As the opportunities for employees to work remotely expand, businesses must make significant investments in maintaining contracts with carriers such as Verizon or AT&T for plans and mobile devices in order to support enterprise mobility. Failure to do so can easily put a huge dent in revenue, says Justin G. Castillo, partner at Levine, Blaszak, Block & Boothby, LLP, who presented recently at Interop New York.
“Mobile can make the enterprise more productive, flexible, responsive and engaged,” Castillo states. But “from a practical standpoint, the management of mobility is difficult.”
According to Castillo, there are four major aspects of an effective enterprise mobility program: pricing, risks and exposure, management and maximizing value.
The first step in getting the best pricing is considering wireless requests for proposal (RFPs), or documents that help draw out bids from potential carriers. The best way to choose the right proposal is by understanding a business’ volume of lines and mobile devices usage, Castillo says. RFPs also allow a company to leverage carriers against each other and can be completed in four to five months, he adds.

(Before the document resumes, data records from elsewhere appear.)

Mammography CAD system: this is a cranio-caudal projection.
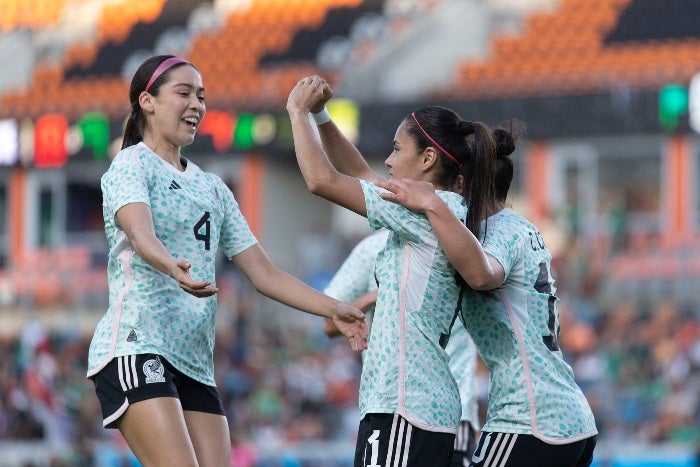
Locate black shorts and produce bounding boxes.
[450,422,476,467]
[90,354,224,428]
[469,432,598,467]
[354,413,455,467]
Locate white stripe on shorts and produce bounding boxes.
[386,414,413,467]
[117,355,139,392]
[482,433,518,467]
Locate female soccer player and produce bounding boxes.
[87,55,367,467]
[287,76,493,467]
[380,123,597,467]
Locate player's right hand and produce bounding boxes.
[171,259,219,298]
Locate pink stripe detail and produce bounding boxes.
[398,245,411,413]
[144,57,190,92]
[500,291,543,439]
[411,112,462,167]
[87,250,134,377]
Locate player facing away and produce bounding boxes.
[380,122,598,467]
[87,55,368,467]
[323,229,479,467]
[287,76,500,467]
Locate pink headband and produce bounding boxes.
[144,57,190,92]
[411,112,462,167]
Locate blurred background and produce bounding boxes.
[0,0,700,467]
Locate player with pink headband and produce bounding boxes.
[87,55,368,467]
[287,76,496,467]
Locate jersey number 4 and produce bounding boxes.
[192,211,211,250]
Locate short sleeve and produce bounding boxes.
[360,180,432,243]
[483,219,522,277]
[101,152,150,221]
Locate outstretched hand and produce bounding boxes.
[170,259,219,298]
[333,302,369,352]
[374,178,440,212]
[287,75,333,113]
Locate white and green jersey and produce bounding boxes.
[360,180,466,433]
[88,143,257,385]
[445,319,479,432]
[462,209,597,444]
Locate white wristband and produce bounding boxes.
[311,107,331,125]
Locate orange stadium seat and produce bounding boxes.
[437,0,700,98]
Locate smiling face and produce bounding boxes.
[384,121,426,180]
[141,65,206,148]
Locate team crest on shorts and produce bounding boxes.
[143,358,165,384]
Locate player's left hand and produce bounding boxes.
[287,75,333,113]
[333,302,369,352]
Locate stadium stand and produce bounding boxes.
[437,0,700,99]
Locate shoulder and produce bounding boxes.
[435,190,467,221]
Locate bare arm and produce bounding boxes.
[287,77,367,217]
[116,203,219,297]
[231,245,369,352]
[318,120,384,182]
[306,76,383,181]
[377,179,505,290]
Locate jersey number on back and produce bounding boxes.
[535,263,559,352]
[192,211,211,250]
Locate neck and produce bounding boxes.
[143,137,185,170]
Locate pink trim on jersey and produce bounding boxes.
[87,249,134,378]
[500,290,543,439]
[397,245,411,418]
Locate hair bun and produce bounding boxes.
[493,128,515,157]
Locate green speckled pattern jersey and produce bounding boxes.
[88,143,257,385]
[463,209,597,444]
[445,319,479,431]
[360,181,466,433]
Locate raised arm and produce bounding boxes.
[306,76,383,182]
[116,203,219,297]
[318,120,384,182]
[287,76,367,216]
[231,244,369,352]
[377,179,505,290]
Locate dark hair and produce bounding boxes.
[493,120,524,201]
[405,106,469,190]
[122,55,194,149]
[406,106,497,238]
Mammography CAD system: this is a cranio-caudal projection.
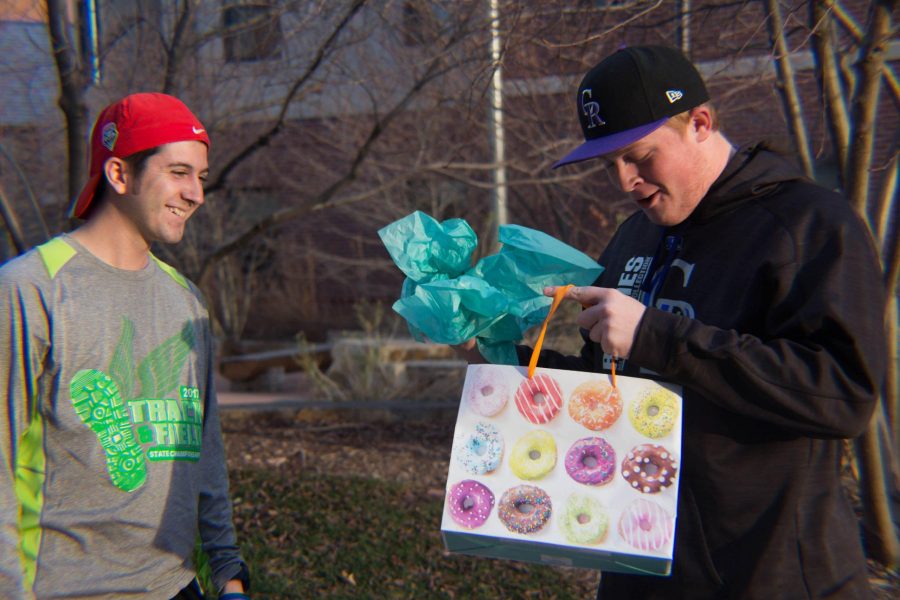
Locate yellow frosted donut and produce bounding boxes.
[628,388,678,438]
[509,430,556,479]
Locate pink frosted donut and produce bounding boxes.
[619,498,675,551]
[447,479,494,529]
[516,374,563,425]
[466,369,509,417]
[566,437,616,485]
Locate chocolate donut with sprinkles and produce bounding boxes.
[447,479,494,529]
[622,444,678,494]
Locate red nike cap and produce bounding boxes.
[70,93,209,218]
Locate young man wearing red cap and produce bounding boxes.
[458,47,885,600]
[0,94,249,599]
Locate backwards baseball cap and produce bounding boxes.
[71,93,209,217]
[553,46,709,169]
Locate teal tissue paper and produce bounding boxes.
[378,211,603,364]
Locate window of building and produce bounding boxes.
[222,1,284,62]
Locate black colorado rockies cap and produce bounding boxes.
[553,46,709,169]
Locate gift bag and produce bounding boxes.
[441,365,682,575]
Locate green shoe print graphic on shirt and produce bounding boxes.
[69,317,202,492]
[69,369,147,492]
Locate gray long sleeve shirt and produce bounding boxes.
[0,236,242,599]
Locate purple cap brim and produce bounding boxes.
[551,117,669,169]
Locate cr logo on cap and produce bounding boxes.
[581,88,606,129]
[102,123,119,152]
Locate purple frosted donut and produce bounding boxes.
[466,369,509,417]
[447,479,494,529]
[566,437,616,485]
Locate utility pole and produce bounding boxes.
[488,0,509,251]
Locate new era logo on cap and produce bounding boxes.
[102,123,119,152]
[553,46,709,168]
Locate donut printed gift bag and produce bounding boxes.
[441,365,682,575]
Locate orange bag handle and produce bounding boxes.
[528,283,616,387]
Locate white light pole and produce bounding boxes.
[489,0,508,249]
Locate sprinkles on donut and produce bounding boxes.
[569,380,622,431]
[628,388,678,439]
[566,437,617,485]
[509,430,556,479]
[515,374,563,425]
[447,479,494,529]
[622,444,678,494]
[454,423,503,475]
[559,494,609,545]
[497,485,553,534]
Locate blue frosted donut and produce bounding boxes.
[453,423,503,475]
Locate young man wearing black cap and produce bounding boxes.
[458,47,886,600]
[0,94,249,600]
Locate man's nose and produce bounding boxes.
[182,177,203,204]
[609,158,641,192]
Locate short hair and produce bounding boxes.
[664,102,720,131]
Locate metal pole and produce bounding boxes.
[489,0,508,251]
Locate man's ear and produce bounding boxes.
[103,156,129,196]
[691,104,714,142]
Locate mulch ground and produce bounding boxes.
[222,410,900,600]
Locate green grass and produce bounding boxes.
[231,471,596,599]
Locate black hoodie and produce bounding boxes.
[520,145,886,600]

Another tip to get better pricing options or discounts is to consider a consolidated deal for wireline and wireless offerings. AT&T and Sprint currently offer deals that support consolidation. However, Castillo warned, AT&T also imposes dual penalties such as early termination fees.

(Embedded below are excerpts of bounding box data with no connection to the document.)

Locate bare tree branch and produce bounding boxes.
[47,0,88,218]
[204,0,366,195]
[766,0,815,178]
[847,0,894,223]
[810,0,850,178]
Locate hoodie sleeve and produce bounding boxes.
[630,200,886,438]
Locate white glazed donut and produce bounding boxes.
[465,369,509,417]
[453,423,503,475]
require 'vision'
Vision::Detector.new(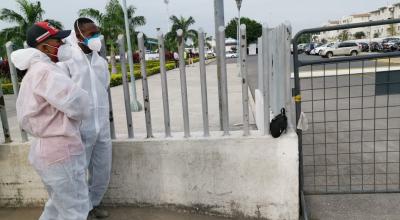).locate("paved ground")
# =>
[0,60,254,142]
[0,207,229,220]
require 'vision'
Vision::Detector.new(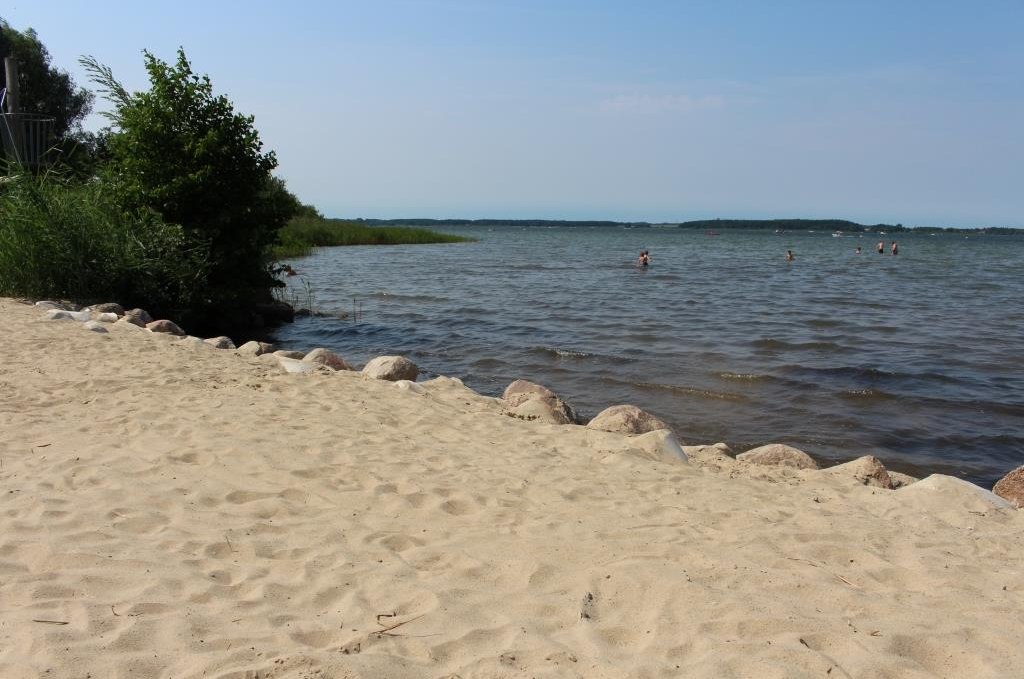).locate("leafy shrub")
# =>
[0,168,208,312]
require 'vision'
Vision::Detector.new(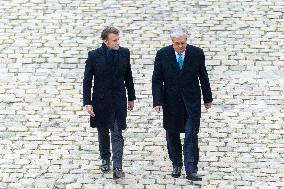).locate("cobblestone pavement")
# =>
[0,0,284,189]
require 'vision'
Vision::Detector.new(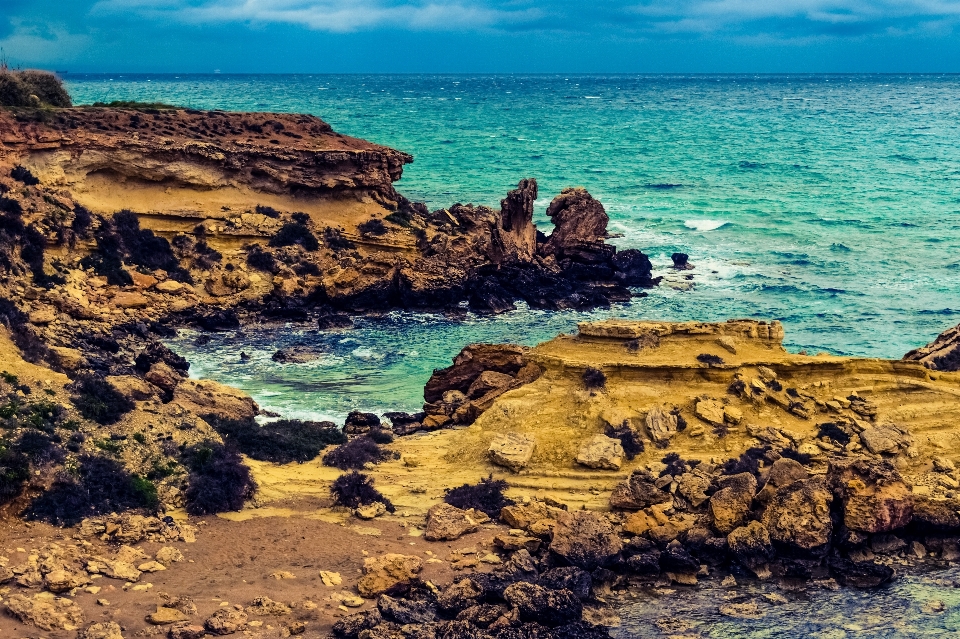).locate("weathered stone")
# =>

Castillo adds that the best practices for pricing include asking the carrier to provide one model of the mobile and data card at no cost, require a quarterly rate plan optimization analysis and ask for clearly defined pricing formulas.

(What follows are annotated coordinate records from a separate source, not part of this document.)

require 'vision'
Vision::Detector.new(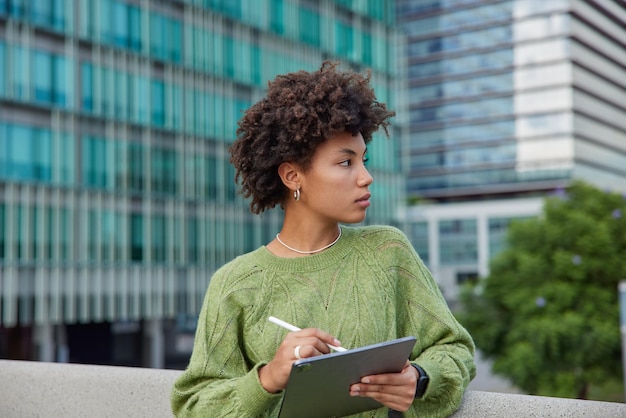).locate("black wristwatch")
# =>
[411,363,430,399]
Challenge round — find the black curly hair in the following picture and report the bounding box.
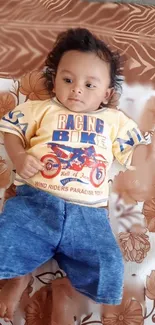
[44,28,122,94]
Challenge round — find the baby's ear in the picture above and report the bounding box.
[108,89,121,108]
[138,96,155,132]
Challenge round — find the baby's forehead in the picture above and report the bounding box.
[58,51,110,78]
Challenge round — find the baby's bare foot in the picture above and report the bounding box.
[0,275,31,322]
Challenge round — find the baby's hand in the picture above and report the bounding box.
[14,152,44,179]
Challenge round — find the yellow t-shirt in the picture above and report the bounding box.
[0,99,145,207]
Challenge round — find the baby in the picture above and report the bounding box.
[0,28,153,320]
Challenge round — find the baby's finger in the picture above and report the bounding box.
[30,157,44,171]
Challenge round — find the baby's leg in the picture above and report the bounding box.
[0,274,31,321]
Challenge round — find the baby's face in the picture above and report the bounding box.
[54,51,111,113]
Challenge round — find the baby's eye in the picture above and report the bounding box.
[64,78,72,84]
[86,82,95,88]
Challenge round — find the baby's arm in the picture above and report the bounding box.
[4,133,43,179]
[113,135,155,202]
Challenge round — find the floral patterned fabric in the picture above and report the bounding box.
[0,0,155,325]
[0,70,155,325]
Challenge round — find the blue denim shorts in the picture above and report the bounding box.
[0,185,124,305]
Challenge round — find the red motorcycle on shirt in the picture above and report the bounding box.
[41,142,106,187]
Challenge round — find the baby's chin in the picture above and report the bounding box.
[65,102,96,113]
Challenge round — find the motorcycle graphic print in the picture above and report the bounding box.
[41,142,106,187]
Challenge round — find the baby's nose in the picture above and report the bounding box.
[72,86,82,94]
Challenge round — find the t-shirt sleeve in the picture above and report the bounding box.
[112,112,147,168]
[0,101,37,147]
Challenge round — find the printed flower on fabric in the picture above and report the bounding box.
[0,92,16,119]
[25,286,52,325]
[143,198,155,232]
[119,225,150,263]
[103,300,143,325]
[145,271,155,300]
[19,71,50,100]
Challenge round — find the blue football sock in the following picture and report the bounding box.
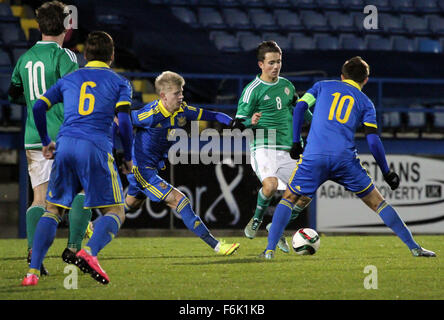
[176,197,219,249]
[29,212,60,270]
[86,213,121,256]
[376,201,420,250]
[265,199,293,250]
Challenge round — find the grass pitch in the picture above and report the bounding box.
[0,234,444,300]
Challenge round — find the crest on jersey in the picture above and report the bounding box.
[284,87,290,96]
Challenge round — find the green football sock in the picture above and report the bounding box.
[68,194,92,250]
[26,206,45,250]
[253,188,272,221]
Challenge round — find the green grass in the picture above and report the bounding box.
[0,235,444,300]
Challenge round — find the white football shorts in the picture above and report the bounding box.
[26,150,54,189]
[250,148,296,190]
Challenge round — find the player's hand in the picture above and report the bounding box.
[230,118,246,131]
[120,160,133,174]
[251,112,262,126]
[42,141,55,160]
[290,141,304,160]
[384,170,399,190]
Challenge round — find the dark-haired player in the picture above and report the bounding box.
[22,31,132,286]
[9,1,91,275]
[261,57,435,259]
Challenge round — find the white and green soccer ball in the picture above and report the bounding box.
[292,228,321,255]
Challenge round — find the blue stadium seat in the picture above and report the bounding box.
[316,0,342,10]
[407,105,426,128]
[288,33,315,50]
[0,49,12,67]
[262,32,291,51]
[214,34,241,52]
[0,73,11,99]
[339,34,365,50]
[391,36,415,52]
[365,35,392,51]
[378,13,407,35]
[325,11,355,32]
[390,0,416,13]
[432,106,444,129]
[239,34,262,51]
[427,16,444,36]
[0,3,13,17]
[315,35,339,50]
[274,9,304,31]
[365,0,392,12]
[341,0,365,12]
[300,11,330,31]
[0,22,28,46]
[171,7,200,28]
[416,38,441,53]
[197,7,227,29]
[402,15,430,36]
[222,8,253,30]
[382,112,402,129]
[415,0,441,13]
[248,9,278,30]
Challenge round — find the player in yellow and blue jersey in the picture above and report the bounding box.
[22,31,132,286]
[122,71,239,255]
[261,57,436,259]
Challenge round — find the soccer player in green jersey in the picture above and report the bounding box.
[233,41,312,253]
[9,1,91,275]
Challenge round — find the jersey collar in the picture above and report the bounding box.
[85,60,109,68]
[342,79,361,91]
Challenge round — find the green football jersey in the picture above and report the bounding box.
[236,76,297,151]
[11,41,79,149]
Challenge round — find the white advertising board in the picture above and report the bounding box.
[316,154,444,233]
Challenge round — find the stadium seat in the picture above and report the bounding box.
[238,33,262,51]
[262,32,291,50]
[391,36,415,52]
[0,73,11,99]
[378,13,407,35]
[0,3,13,17]
[315,35,339,50]
[415,0,440,13]
[274,9,304,31]
[316,0,342,10]
[390,0,416,13]
[197,7,227,29]
[365,35,392,51]
[0,49,12,67]
[171,7,200,28]
[407,105,426,128]
[416,38,441,53]
[427,16,444,36]
[248,9,278,30]
[432,106,444,129]
[300,11,330,32]
[402,15,430,36]
[214,34,240,52]
[288,33,315,50]
[339,34,365,50]
[222,8,253,30]
[325,11,355,32]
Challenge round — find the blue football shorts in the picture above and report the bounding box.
[46,136,123,209]
[287,154,375,198]
[126,166,173,202]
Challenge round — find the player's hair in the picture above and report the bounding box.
[154,71,185,94]
[85,31,114,62]
[257,40,282,61]
[342,56,370,83]
[35,1,69,36]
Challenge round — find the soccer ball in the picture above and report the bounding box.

Pooling — a plan where multiple devices share the amount of minutes, text or data used — may cost less then plans with a flat rate, he points out. Carriers also offer data cross-pooling across multiple mobile devices.
Specifically, for the messaging portion of plans, Castillo recommends a negotiation that would allow free messaging to users who do not message a lot and unlimited as an add-on for those who do.
Lower rates for international data and tablet plans are becoming more common. Based on use, companies may be able to negotiate, according to Castillo. Also, negotiating no monthly charges for international calling plans from the beginning is cheaper than a global or add-on international plan, he says.
In addition to negotiating better deals and maintaining an enterprise mobile contract with a carrier, cutting costs in-house also can be a huge money-saver, Castillo says. Banning and canceling extra services or packages such as mobile purchases, roadside assistance, enhanced voicemail, non-subsidized equipment purchases and navigation services will help maintain a reasonable operating cost for mobile enterprise, he explains.
Castillo recommends putting high users into a pool with unlimited talk, text or data. International voice users must also have the appropriate talk feature and a reliable plan for usage. All phones that have zero usage must be shut down in order to avoid zero-use fees, he stresses.
Contracts with plan carriers must be maintained annually as technology evolves and rates change, Castillo notes. Each policy must address employee behavior for liability reasons, such as prohibiting using a mobile device while driving. Policies must also address data security and privacy and minimizing operational costs.
Another way to cut costs is allowing employees to bring and purchase their own device. Bring your own device (BYOD) gives employees the flexibility to log onto company email or web portals on their own mobile devices at any time.